Avant le déclenchement de la guerre, l’Ukraine était déjà cataloguée parmi les pays les plus corrompus au monde. Zélensky a été élu sur la base de la promesse de faire le ménage. Manifestement, il ne l’a pas fait. Récemment, un reportage du journal Le Monde montrait que Zélensky était fort impopulaire dans sa ville natale, parce que celui-ci était toujours sous l’emprise des mêmes oligarques corrompus.

Il ne serait donc pas étonnant de voir dans les prochaines semaines ou les prochains mois des articles dans les principaux journaux américains faisant part de détournement de cargaisons d’armes par des oligarques ukrainiens.

Cessez-le-feu ou Troisième guerre mondiale?

Nous émettons l’hypothèse, dans ce texte, que les événements actuels préfigurent un prochain cessez-le-feu en Ukraine, accompagné de négociations qui conduiraient à un armistice similaire au dénouement de la guerre de Corée dans les années 1950.

Mais il est aussi possible que le tout dégénère en escalade, qui pourrait conduire le monde à une Troisième Guerre mondiale.

Dans notre livre, Le Québec et la guerre en Ukraine (ERQ, 2023), nous avons montré que, derrière la guerre en Ukraine, se profilait un conflit, plus important, entre les grandes puissances pour le repartage du monde.

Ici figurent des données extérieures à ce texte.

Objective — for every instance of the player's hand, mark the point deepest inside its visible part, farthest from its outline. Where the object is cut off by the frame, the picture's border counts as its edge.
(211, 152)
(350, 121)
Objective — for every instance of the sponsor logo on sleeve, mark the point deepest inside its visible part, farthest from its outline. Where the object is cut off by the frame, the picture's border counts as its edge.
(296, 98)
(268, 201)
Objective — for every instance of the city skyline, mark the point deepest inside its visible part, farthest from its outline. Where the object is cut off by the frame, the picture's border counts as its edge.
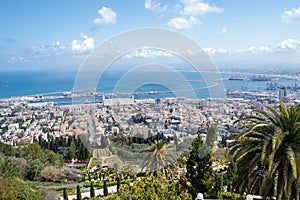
(60, 34)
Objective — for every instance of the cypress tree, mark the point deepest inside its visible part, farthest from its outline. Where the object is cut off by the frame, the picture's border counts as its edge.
(65, 194)
(199, 168)
(105, 189)
(118, 183)
(92, 190)
(78, 193)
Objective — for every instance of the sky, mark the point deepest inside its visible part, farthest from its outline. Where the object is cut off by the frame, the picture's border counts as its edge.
(60, 34)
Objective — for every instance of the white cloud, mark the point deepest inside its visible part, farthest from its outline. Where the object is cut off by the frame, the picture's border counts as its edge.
(287, 45)
(155, 6)
(198, 7)
(210, 51)
(107, 16)
(55, 48)
(224, 29)
(86, 43)
(290, 15)
(147, 52)
(183, 22)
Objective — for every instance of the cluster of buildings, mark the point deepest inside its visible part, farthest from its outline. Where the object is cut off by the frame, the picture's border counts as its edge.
(22, 121)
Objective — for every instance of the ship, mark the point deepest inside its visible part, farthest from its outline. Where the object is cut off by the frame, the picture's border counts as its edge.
(236, 78)
(259, 78)
(153, 92)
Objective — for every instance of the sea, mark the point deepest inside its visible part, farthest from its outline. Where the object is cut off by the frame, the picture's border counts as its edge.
(24, 83)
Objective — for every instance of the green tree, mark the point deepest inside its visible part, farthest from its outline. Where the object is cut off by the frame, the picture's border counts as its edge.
(78, 192)
(158, 156)
(65, 194)
(72, 150)
(218, 186)
(92, 190)
(105, 189)
(211, 135)
(231, 176)
(268, 152)
(199, 168)
(151, 187)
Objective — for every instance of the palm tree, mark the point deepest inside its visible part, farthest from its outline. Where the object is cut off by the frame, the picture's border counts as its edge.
(158, 156)
(267, 152)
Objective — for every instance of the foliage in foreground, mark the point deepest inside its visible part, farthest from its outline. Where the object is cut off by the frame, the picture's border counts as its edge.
(151, 187)
(268, 153)
(13, 188)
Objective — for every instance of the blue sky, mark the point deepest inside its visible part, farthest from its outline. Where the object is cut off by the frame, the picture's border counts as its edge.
(53, 34)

« La guerre est la continuation de la politique par d’autres moyens », a écrit le grand stratège allemand Clausewitz. Pour comprendre les tenants et aboutissants d’un conflit, il faut connaître les politiques qui ont mené à ce conflit.

La clef pour la compréhension de la guerre en Ukraine réside dans l’expansion de l’OTAN après la dissolution de l’URSS. Les États-Unis ont refusé d’imiter la dissolution du Pacte de Varsovie en dissolvant l’OTAN. Ils ont balayé de la scène politique tous les projets pacifistes.

Gorbatchev parlait de « Maison commune européenne », le président François Mitterrand soutenait l’idée d’une confédération souple des pays européens. Le chancelier Helmut Kohl rêvait d’une Allemagne dénucléarisée. Le président tchécoslovaque Vaclav Havel a demandé le départ de toutes les troupes soviétiques et américaines de l’Europe.

Le secrétaire d’État James Baker avait même promis à Mikhael Gorbatchev que, en échange de son accord pour la réunification de l’Allemagne, l’OTAN ne s’élargirait pas d’un « pouce » vers l’Est. Promesse rapidement reniée par l’administration de George Bush père.

Nous avons publié, dans une annexe de notre livre, une liste de déclarations de dix-neuf politiciens, chercheurs, experts, diplomates – de George Kennan, le père de la stratégie du containment lors de la Guerre froide à Henry Kissinger – qui ont affirmé que l’expansion de l’OTAN et plus particulièrement l’adhésion de l’Ukraine menait à une catastrophe militarisée. Nous y sommes depuis deux ans.

La guerre aurait pu être évitée si on avait écouté les conseils de plusieurs d’entre eux, soit de garantir la neutralité de l’Ukraine sur le modèle de l’Autriche au lendemain de la Seconde Guerre mondiale avec l’accord à l’époque de l’URSS et des États-Unis.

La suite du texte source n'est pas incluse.